Chadwick • Elgar Chadwick: Symphonic Sketches; Elgar: Enigma Variations BBC National Orchestra of Wales/Andrew Constantine Orchid Classics ORC100074
George Chadwick, best known as a director of the New England Conservatory, was several years Elgar’s senior, and an enthusiast – with reservations – for his British colleague’s music. If Elgar became the quintessentially English composer, despite being in many ways an outsider to the establishment, Chadwick could lay claim to being soundly American, exploring a budding national style in the shadow of Dvořák’s New World Symphony. Both works on this disc carry extra-musical associations: in Elgar’s case, his ‘friends pictured within’, and in Chadwick’s four short rhymes (including two lines of Shakespeare) on popular topics of the time, like Christmas (Noël) and Hobgoblins.

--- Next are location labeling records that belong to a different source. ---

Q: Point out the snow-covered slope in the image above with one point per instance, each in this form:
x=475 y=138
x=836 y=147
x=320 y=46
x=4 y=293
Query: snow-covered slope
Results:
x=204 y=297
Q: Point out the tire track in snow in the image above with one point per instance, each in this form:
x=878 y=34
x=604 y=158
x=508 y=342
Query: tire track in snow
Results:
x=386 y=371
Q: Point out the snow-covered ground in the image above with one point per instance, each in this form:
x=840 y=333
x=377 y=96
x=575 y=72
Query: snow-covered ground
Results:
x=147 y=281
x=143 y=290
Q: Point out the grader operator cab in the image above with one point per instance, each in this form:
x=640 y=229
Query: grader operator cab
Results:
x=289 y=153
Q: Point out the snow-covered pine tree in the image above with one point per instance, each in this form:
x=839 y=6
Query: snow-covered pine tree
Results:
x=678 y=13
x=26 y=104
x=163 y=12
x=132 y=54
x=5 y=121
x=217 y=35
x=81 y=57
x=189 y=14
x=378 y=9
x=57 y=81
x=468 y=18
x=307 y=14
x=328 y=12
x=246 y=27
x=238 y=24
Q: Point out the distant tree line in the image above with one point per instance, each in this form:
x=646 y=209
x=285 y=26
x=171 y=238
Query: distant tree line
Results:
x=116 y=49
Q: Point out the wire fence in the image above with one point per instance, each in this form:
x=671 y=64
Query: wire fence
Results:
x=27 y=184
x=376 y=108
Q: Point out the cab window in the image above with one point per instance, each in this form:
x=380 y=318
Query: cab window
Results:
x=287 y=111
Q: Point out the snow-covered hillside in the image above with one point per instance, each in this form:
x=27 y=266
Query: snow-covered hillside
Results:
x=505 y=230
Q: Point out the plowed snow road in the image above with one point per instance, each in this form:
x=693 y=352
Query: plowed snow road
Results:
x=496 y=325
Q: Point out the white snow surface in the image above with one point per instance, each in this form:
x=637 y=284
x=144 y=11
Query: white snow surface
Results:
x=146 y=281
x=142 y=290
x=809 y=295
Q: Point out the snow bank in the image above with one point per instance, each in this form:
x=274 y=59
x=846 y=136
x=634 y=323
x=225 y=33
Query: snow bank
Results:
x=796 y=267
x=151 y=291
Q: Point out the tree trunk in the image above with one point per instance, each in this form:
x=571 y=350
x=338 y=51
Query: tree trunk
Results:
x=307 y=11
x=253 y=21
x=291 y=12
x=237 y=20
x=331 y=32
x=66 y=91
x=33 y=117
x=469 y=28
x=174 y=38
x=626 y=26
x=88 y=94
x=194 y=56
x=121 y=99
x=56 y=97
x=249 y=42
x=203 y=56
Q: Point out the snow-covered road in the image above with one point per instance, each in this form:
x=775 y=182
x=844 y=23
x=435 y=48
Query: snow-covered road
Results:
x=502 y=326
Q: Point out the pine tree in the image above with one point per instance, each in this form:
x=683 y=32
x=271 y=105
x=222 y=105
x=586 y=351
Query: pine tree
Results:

Just because a piece isn’t an out-and-out masterpiece is no reason not to hear it. Although Chadwick’s idiom is similar to Elgar’s, his Symphonic Sketches sound dated in a way Elgar doesn’t: he transcended his era with his extra sensitivity and imagination. Victorian sentimentality, or its American equivalent, is out in force. Yet his orchestration is splendidly imaginative and colourful and there’s an appealing zing to the first movement, ‘Jubilee’ (though in this day and age one might find the jaunty picture of ‘vagabonds’ in the finale less appealing).
Elgar’s Enigma Variations comes out a little less well in this performance. It has its moments: Constantine works up ‘Nimrod’ to a point of satisfying high intensity. Elsewhere, though, the energy feels much lower and tempos sometimes turn a bit sluggish as in ‘R.B.T.’ and ‘Dorabella’.